The New Testament, the Gospels, the Acts of the Apostles, epistolary treatises, familiar letters, came to Ethne’s children from the lips of Damaris in the language of Paul and John, in living speech as familiar to Damaris as the words of Shakespeare and the great Elizabethans to us.

“Thy Jerome’s Vulgate is as good and grand as our Claudian aqueduct,” Ethne would say to Damaris; “but thy Greek is as the Fons Ceruleus, the Aqua Claudia, the fountains bursting fresh from the depths of these hills.”

It was the last lingering sound of living Greek (the first language of the early Church) in the Western world. For centuries afterwards the living waters flowed to Western Christendom through Jerome’s aqueduct. The great Leo did not write or speak Greek.
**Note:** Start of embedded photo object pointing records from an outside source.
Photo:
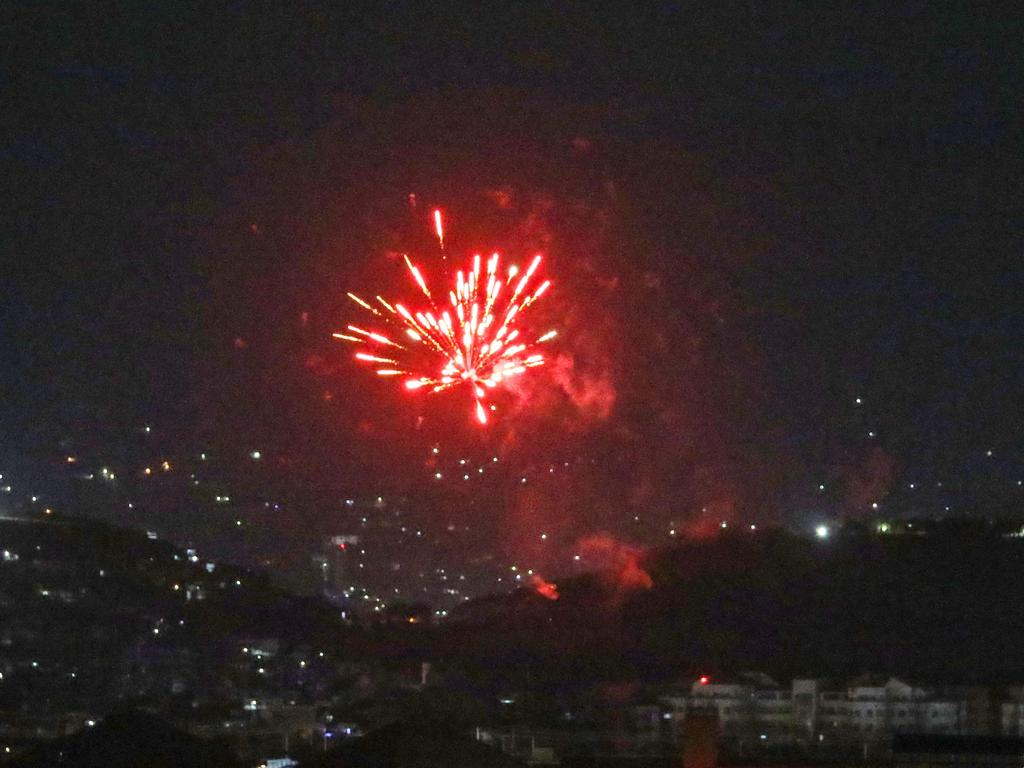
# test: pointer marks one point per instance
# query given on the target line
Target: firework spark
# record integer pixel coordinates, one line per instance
(474, 340)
Many a time also Ethne found the old Greek hermit in his cave, near Monte Cassino, and laid her little Paul in his arms for his blessing. Once she told him of her dream after the birth of the child—of the church crowning the mountains in place of the temple of the old gods; of the company of mountain-folk, instead of leading the lambs garlanded for sacrifice, bringing their children for baptism; of the white-robed band pouring forth thence hither and thither throughout the mountains, throughout the world, like streams making the land fair and green wherever their footsteps came, like angels bringing to men the glad tidings of great joy. And the old man as he embraced the child said—

“And may this thy babe, lady, be one of those thy white-robed angels and messengers of peace.”

One bright Sunday it happened that, as long before Lucia had discovered Ethne diving deep into the old Hebrew poem of Job, Marius found her greatly absorbed in a fresh manuscript. She was in ecstasies of delight.

“You never told me of this,” she said. “This is a book of the Prophets of the New Testament of God. I shall never need to dream any more, for here is a Divine dream, a Vision of God! The disciple beloved of the Lord was in the Spirit on this His Lord’s Day; saw Him; saw the riddle of this earth and its solution; saw heaven open from within; saw also the earth as it is, and was no more satisfied with it than the chieftain of old; saw how it is a battle-field to the end. But he also saw what the old chieftain could not see—that the victory is sure, has been won for ever, is being won day by day. Through all the din and wailing and tumult he heard the Hallelujahs of those in heaven who see the meaning and the end; felt the soft flow of the living fountains through all the blood and fire and smoke. On earth he saw the multitudes struggling, toiling, enslaved, oppressed, hungering and thirsting, and sick as of old in Galilee. In heaven he saw another great multitude innumerable, white-robed, with palms in their hands, yet longing and interceding for those who battle and suffer below. On earth, storm and battle to the end; but heaven shining through the rifts in the clouds all through to the end. And at last not only a ‘multitude,’ but the City, the City which hath the foundations coming down out of heaven from God. Earth also right at last!—not only the hunger and thirst, but the sins, the wrongs, and the curse and death itself gone for ever; His servants serving Him for ever, His name shining in their foreheads,—His name, which that beloved disciple always tells us is love, the Lamb slain for love, the King conquering through love. You see there is no need to dream any more! All we could dream of, beautiful, and good, and holy, is unveiled here, and infinitely more than we could dream. The beloved disciple saw it—saw it for us all.”

Before long another little son was given to Marius and Ethne, and she said—

“His name must be called John, after that beloved one who saw. I need no dream for him. We have the Divine dream and its interpretation, the riddle and the solution, the Book of the unveiling. We will go into the thick of the battle, thou and I and our children. We must not grudge them their share of the glorious wounds, or the hard victories. We must go back to the poor, plundered, wrecked city, to our Rome, for victory is sure if we endure to the end.”